Non-lawyers are generally not aware of this issue nor are they equipped to work out what their domicile might be. While that may not be an issue for born and bred Caymanians, given the large number of people who have expatriated from their country of origin to Cayman, it is a factor that needs to be considered in such cases. It also has to be born in mind that some countries seek to tax citizens no matter what their domicile status is. The United States, for example, taxes its citizens regardless of their domicile status. Given all it takes to become an American citizen is to be born on US soil, it does not take much to fall into this trap, and there are many Caymanians that may be unaware of their obligations to the IRS. If that is the case, steps can often be taken with careful planning to minimise exposure to US taxation.
Paperclips and staples
When a will is submitted for probate it is often examined for signs of tampering by the probate office. If there are multiple staples or paperclip marks it is possible for a will to be rejected and subject to scrutiny, and it may complicate the probate process and hinder the administration of the estate. This is often overlooked with homemade wills, and in some case, hand-written amendments.
It is not possible to amend a will without following the same procedures surrounding the execution of a will as described above. To amend a will it is necessary to complete a legal document known as a ‘codicil,’ which is an addendum to the will. Therefore, it is not possible to simply ‘strike out’ any part of your will you dislike by hand. Such amendments will be invalid as a matter of law and will therefore be ineffective.
Too often people try to sort out their wills when they are sick or elderly. Leaving it so late can raise a question of whether such an individual has the necessary mental capacity to create a valid will. If such a person does not have sufficient mental capacity even an otherwise perfectly valid will can be rendered invalid.

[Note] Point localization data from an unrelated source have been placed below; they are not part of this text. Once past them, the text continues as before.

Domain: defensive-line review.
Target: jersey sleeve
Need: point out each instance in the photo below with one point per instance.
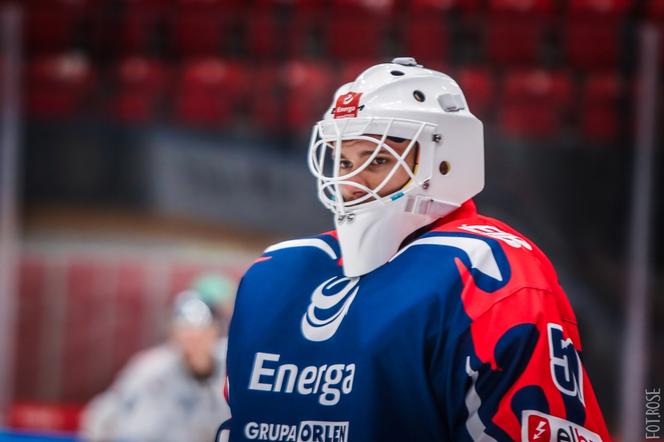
(516, 373)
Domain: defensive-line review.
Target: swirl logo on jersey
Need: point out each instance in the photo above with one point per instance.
(330, 302)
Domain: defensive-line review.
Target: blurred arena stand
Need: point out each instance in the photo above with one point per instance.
(142, 114)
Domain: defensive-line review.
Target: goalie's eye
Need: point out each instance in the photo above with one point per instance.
(345, 164)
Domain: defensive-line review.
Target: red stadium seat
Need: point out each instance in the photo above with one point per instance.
(140, 85)
(592, 32)
(600, 116)
(655, 13)
(426, 37)
(517, 29)
(199, 27)
(356, 28)
(434, 6)
(478, 87)
(263, 34)
(59, 85)
(140, 23)
(309, 88)
(208, 90)
(266, 99)
(533, 103)
(50, 26)
(350, 69)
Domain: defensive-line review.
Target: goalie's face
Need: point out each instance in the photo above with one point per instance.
(355, 153)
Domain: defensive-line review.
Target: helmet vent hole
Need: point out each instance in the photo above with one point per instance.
(419, 96)
(444, 168)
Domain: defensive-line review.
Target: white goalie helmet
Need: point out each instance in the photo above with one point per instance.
(399, 101)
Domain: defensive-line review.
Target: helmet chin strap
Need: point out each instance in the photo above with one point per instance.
(423, 205)
(371, 238)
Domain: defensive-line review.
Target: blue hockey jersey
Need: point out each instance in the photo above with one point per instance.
(465, 334)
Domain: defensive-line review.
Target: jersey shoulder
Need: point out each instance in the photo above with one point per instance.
(297, 256)
(495, 258)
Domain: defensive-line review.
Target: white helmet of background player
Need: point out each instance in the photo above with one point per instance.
(403, 100)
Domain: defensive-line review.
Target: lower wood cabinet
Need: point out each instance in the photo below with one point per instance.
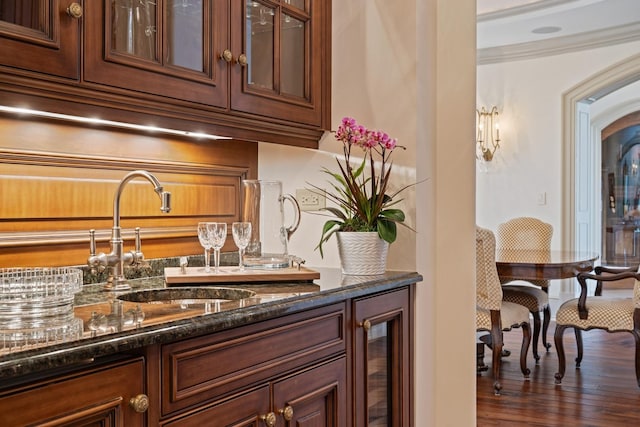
(382, 359)
(310, 397)
(104, 395)
(341, 365)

If there is any doubt, both medical professionals and attorneys should work hand-in-hand to ensure there are no doubts raised.
A legal ‘insurance policy’
Lastly, one of the very best reasons to instruct an attorney to prepare your will is that if the attorney gets it wrong, your beneficiaries may have somebody to sue. If you are the author of your own will, your beneficiaries will have no one to blame but yourself! If you instruct an attorney, it acts as a sort of ‘insurance policy’ as the buck will stop with the attorney. In other words, you are buying peace of mind along with a valuable service.
More often than not, the homemade will causes more problems than it solves. The legal fees involved in sorting out the aftermath will always exceed the legal fees involved to prepare a professional drafted will. Do not let your short term gain become long term pain for those loved ones left behind.